Thanks mainly to the rise of advanced analytics, a whole new DataOps discipline is starting to take shape. Borrowing heavily from concepts first advanced under the banner of DevOps, the goal for organizations embracing DataOps is to create a set of structure processes around the data pipelines that are needed to drive analytics applications that are increasingly incorporating machine learning algorithms.
To advance that goal, MapR Technologies has updated its platform for running Big Data applications based on Hadoop to now include tools for administering and monitoring volumes, tables and streams that are integrated via version 6.0 of the MapR Converged Data Platform. To accomplish that goal, the database that MapR developed for this platform now supports event streaming.
Anoop Dawar, vice president of product management and marketing for MapR, says machine learning algorithms along with other forms of artificial intelligence (AI) technologies involving deep learning algorithms are forcing the DataOps issue. Many of the organizations embracing these technologies will be required to systematically show how various models built using these algorithms were employed at different times to achieve a specific outcome. In effect, compliance issues surrounding usage of advance analytics to automate a specific process will soon become a significant issue, says Dawar.

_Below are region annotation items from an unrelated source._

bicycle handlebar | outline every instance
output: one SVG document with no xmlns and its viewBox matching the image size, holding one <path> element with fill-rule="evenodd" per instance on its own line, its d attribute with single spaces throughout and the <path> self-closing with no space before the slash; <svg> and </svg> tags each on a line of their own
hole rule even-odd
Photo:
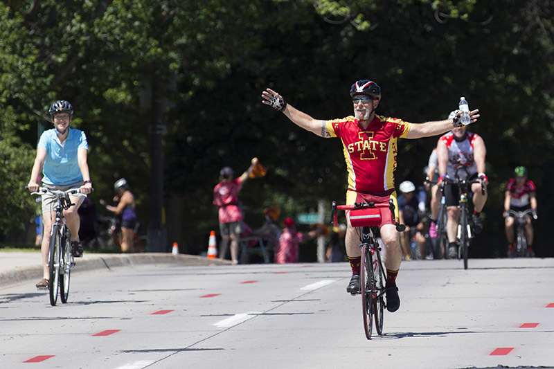
<svg viewBox="0 0 554 369">
<path fill-rule="evenodd" d="M 29 189 L 29 186 L 25 186 L 26 190 Z M 93 188 L 91 188 L 91 192 L 94 191 Z M 39 190 L 37 192 L 30 192 L 31 195 L 43 195 L 45 193 L 50 192 L 56 197 L 65 197 L 66 195 L 75 195 L 77 196 L 87 196 L 87 194 L 82 193 L 79 188 L 70 188 L 69 190 L 66 190 L 65 191 L 62 191 L 60 190 L 52 190 L 51 188 L 48 188 L 46 187 L 39 187 Z"/>
<path fill-rule="evenodd" d="M 363 209 L 364 208 L 375 208 L 375 203 L 370 202 L 355 202 L 353 205 L 337 205 L 337 201 L 332 202 L 332 208 L 331 209 L 331 219 L 332 219 L 332 225 L 338 226 L 339 222 L 337 221 L 338 210 L 350 210 L 354 209 Z M 398 232 L 404 232 L 406 230 L 406 226 L 401 224 L 396 221 L 394 216 L 394 201 L 392 199 L 388 199 L 388 208 L 393 215 L 393 219 L 394 219 L 394 225 L 396 226 L 396 231 Z"/>
<path fill-rule="evenodd" d="M 524 210 L 523 211 L 517 211 L 517 210 L 515 210 L 510 209 L 509 210 L 508 210 L 507 213 L 508 213 L 508 214 L 506 215 L 506 219 L 508 219 L 510 217 L 512 217 L 512 216 L 513 217 L 519 217 L 522 218 L 522 217 L 525 217 L 526 215 L 527 215 L 528 214 L 532 214 L 533 215 L 533 219 L 534 219 L 535 220 L 537 220 L 537 219 L 538 219 L 538 217 L 539 217 L 537 216 L 537 213 L 535 213 L 535 211 L 533 209 L 526 209 L 526 210 Z"/>
<path fill-rule="evenodd" d="M 458 175 L 458 172 L 461 170 L 463 170 L 465 172 L 466 179 L 461 179 L 460 176 Z M 476 178 L 475 179 L 472 179 L 471 181 L 468 181 L 467 179 L 470 177 L 470 173 L 467 172 L 467 168 L 465 167 L 460 167 L 456 170 L 456 172 L 454 173 L 454 177 L 456 179 L 452 179 L 448 177 L 445 177 L 443 179 L 443 186 L 441 187 L 441 190 L 444 188 L 444 186 L 446 183 L 449 183 L 450 184 L 467 184 L 472 185 L 473 183 L 481 183 L 481 195 L 485 195 L 485 183 L 481 180 L 479 177 Z"/>
</svg>

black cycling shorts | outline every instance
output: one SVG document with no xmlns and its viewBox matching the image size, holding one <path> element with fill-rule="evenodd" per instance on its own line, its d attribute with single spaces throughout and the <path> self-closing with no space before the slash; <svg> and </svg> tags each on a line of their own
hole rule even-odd
<svg viewBox="0 0 554 369">
<path fill-rule="evenodd" d="M 473 181 L 477 178 L 477 173 L 470 176 L 469 180 Z M 447 206 L 458 206 L 460 202 L 460 192 L 458 192 L 458 186 L 457 184 L 446 183 L 445 186 L 445 196 Z M 471 188 L 467 193 L 467 198 L 472 197 L 472 192 Z"/>
</svg>

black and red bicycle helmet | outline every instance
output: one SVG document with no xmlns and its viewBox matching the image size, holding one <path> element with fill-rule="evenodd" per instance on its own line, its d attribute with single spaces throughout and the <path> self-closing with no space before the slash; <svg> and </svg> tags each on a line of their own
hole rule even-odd
<svg viewBox="0 0 554 369">
<path fill-rule="evenodd" d="M 381 101 L 381 87 L 377 83 L 369 80 L 360 80 L 352 85 L 350 96 L 357 94 L 369 95 Z"/>
</svg>

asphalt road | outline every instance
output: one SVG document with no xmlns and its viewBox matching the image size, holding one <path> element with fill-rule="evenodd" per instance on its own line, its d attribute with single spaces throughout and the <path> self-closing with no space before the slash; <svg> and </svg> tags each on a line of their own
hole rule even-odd
<svg viewBox="0 0 554 369">
<path fill-rule="evenodd" d="M 67 304 L 0 288 L 0 368 L 554 367 L 554 260 L 402 264 L 364 334 L 346 263 L 131 265 L 72 274 Z"/>
</svg>

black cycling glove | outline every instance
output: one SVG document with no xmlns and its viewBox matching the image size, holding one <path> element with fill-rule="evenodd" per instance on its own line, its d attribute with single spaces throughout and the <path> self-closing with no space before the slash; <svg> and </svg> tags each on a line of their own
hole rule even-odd
<svg viewBox="0 0 554 369">
<path fill-rule="evenodd" d="M 283 97 L 278 97 L 278 95 L 272 95 L 271 99 L 269 100 L 269 106 L 275 110 L 283 111 L 287 107 L 287 102 Z"/>
</svg>

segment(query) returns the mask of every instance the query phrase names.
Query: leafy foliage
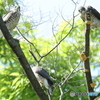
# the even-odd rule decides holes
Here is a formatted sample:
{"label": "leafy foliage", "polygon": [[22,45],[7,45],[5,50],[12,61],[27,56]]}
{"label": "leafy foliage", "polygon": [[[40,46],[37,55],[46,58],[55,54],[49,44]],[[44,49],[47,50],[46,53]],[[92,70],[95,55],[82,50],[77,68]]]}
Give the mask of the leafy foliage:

“There will be a crisis of compliance,” says Dawar.
The MapR Convergred Data Platform is designed to head that crisis off by providing a single pane of glass that makes it simpler to keep track of what types of data and models are being employed at any given time, says Dawar.
It’s still early days as far as DataOps is concerned. But if data is truly the new oil, then IT organizations need to start thinking of themselves as data refineries. After all, crude oil stored in a barrel isn’t worth nearly as much as it is once that oil has been refined. The real challenge is setting up all the pipelines that make that process possible.